Dendritic cell/tumor hybrids enhances therapeutic efficacy against colorectal cancer liver metastasis in SCID mice

Abstract

sObjective. Colorectal cancer (CRC) is one of the most common malignancies in the western world. More than 60% among patients will develop liver metastases. Although surgical resection is the first choice worldwide, at this point an effective approach for the treatment of patients with liver metastasis and cancer recurrence postoperation has not yet been found. The aim of this study is to investigate the role of the allogeneic dendritomas from fusion of DCs and metastatic colon cancer cells in the activation of anti-tumor immunity against colorectal cancer liver metastases. Material and methods. Hybrids were generated by fused allogeneic human peripheral blood dendritic cells with metastatic colon cancer SW620 cells using 50% polyethylene glycol (PEG). Induction of immune responses was assessed by ex vivo ELISPOT assays.
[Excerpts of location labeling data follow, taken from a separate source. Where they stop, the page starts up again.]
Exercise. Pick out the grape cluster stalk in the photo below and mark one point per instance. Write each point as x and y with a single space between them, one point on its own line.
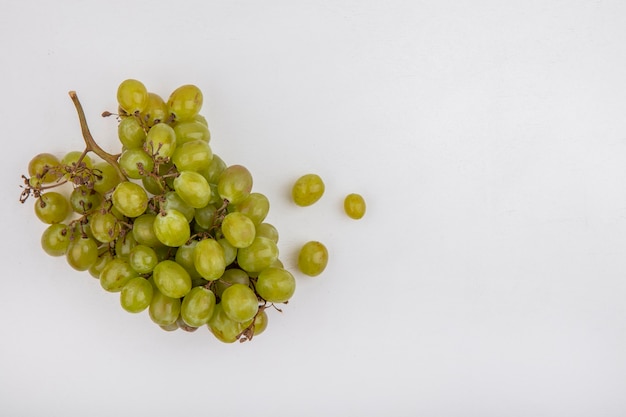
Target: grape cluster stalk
166 223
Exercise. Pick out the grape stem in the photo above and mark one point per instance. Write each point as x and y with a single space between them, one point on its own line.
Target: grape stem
90 143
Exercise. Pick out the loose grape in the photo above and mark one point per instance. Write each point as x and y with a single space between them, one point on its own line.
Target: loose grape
136 295
307 190
313 258
52 207
354 206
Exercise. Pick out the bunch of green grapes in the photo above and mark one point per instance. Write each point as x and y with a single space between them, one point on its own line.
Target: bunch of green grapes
166 224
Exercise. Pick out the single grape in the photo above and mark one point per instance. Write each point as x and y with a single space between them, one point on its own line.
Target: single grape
172 228
258 256
193 188
238 229
185 102
82 253
131 134
235 184
136 295
132 96
55 239
130 199
313 258
171 279
197 307
275 285
208 258
52 207
354 206
307 190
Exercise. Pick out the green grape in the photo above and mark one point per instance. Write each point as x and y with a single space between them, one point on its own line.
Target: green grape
171 279
173 201
230 252
267 230
164 310
143 259
230 277
131 133
143 230
115 274
106 179
124 245
191 131
184 257
354 206
195 155
205 216
208 258
307 190
313 258
255 206
45 167
156 110
214 170
84 199
193 188
239 303
136 295
235 183
52 207
275 285
82 253
55 239
104 227
130 199
132 96
185 102
136 163
197 307
161 141
238 229
258 256
223 327
104 257
172 228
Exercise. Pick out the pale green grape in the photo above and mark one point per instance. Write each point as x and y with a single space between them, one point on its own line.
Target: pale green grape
82 253
238 229
195 155
136 295
130 199
55 239
131 133
354 206
185 102
197 307
313 258
275 285
235 184
255 206
307 189
143 259
258 256
115 274
171 279
52 207
161 141
193 188
136 163
132 96
208 258
172 228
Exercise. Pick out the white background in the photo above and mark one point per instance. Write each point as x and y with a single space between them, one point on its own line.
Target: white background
488 277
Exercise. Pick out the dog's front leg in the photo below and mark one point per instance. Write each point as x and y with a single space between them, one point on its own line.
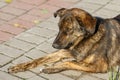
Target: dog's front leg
51 58
79 66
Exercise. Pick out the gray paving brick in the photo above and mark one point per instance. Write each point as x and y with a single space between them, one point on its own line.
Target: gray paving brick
37 69
87 6
49 25
72 74
6 76
87 77
35 53
4 59
113 7
5 68
104 76
21 59
30 38
20 44
46 47
12 52
36 78
55 77
54 20
26 74
51 40
47 33
115 2
2 4
107 13
103 2
73 1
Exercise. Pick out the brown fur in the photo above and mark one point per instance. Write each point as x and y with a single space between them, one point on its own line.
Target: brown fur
86 43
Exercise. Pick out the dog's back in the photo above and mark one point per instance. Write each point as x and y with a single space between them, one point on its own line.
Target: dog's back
117 18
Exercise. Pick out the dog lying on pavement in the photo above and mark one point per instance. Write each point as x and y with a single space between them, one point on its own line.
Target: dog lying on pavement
85 43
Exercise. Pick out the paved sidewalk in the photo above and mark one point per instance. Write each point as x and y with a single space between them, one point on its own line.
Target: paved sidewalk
27 30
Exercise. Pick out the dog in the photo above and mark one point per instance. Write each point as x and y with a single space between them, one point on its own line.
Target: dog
85 43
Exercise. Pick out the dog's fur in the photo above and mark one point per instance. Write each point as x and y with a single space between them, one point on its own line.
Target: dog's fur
86 43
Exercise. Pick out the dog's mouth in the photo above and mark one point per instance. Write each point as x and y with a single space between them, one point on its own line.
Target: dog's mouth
62 46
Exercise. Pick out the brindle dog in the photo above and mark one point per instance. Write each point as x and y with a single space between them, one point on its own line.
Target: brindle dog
86 43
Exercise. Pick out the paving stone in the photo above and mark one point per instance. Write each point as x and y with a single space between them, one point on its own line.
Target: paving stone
20 44
55 76
87 77
88 6
2 22
4 59
6 16
115 2
48 8
37 69
43 14
12 10
113 7
103 2
2 4
47 33
11 52
51 40
5 68
107 13
46 47
35 2
21 5
53 19
73 1
31 38
26 74
30 18
49 25
36 78
5 36
11 29
21 59
6 76
35 53
59 3
104 76
72 74
21 23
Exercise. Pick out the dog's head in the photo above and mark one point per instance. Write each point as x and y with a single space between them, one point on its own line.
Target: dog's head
73 23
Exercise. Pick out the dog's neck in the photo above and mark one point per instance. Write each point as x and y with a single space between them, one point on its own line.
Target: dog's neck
99 20
81 50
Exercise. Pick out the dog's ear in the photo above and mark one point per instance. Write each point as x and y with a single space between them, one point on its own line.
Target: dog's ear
87 21
60 12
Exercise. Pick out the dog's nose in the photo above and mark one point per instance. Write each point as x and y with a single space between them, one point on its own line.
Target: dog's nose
55 46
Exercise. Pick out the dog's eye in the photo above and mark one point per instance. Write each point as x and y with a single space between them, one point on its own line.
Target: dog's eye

A murine model of CRC liver metastasis was used by intrasplenic injection. The validity of the vaccine was observed by Vaccination CRC liver metastasis murine model with DC/tumor hybrids. Results. The hybrids highly express the major molecules of DCs and tumor cells. The number of hybrids pulsed CTL secreting IFN-γ was significantly higher when compared to the DC controls (p < 0.01). In a therapeutic setting mice vaccinated with in vitro cultured hybrids produced strong cellular immune responses and significant inhibition of tumor growth, compared to sham vaccinated controls. Conclusions. Vaccination with hybrids can induces strong cellular responses and significant protection from challenge in SCID mouse metastatic CRC model.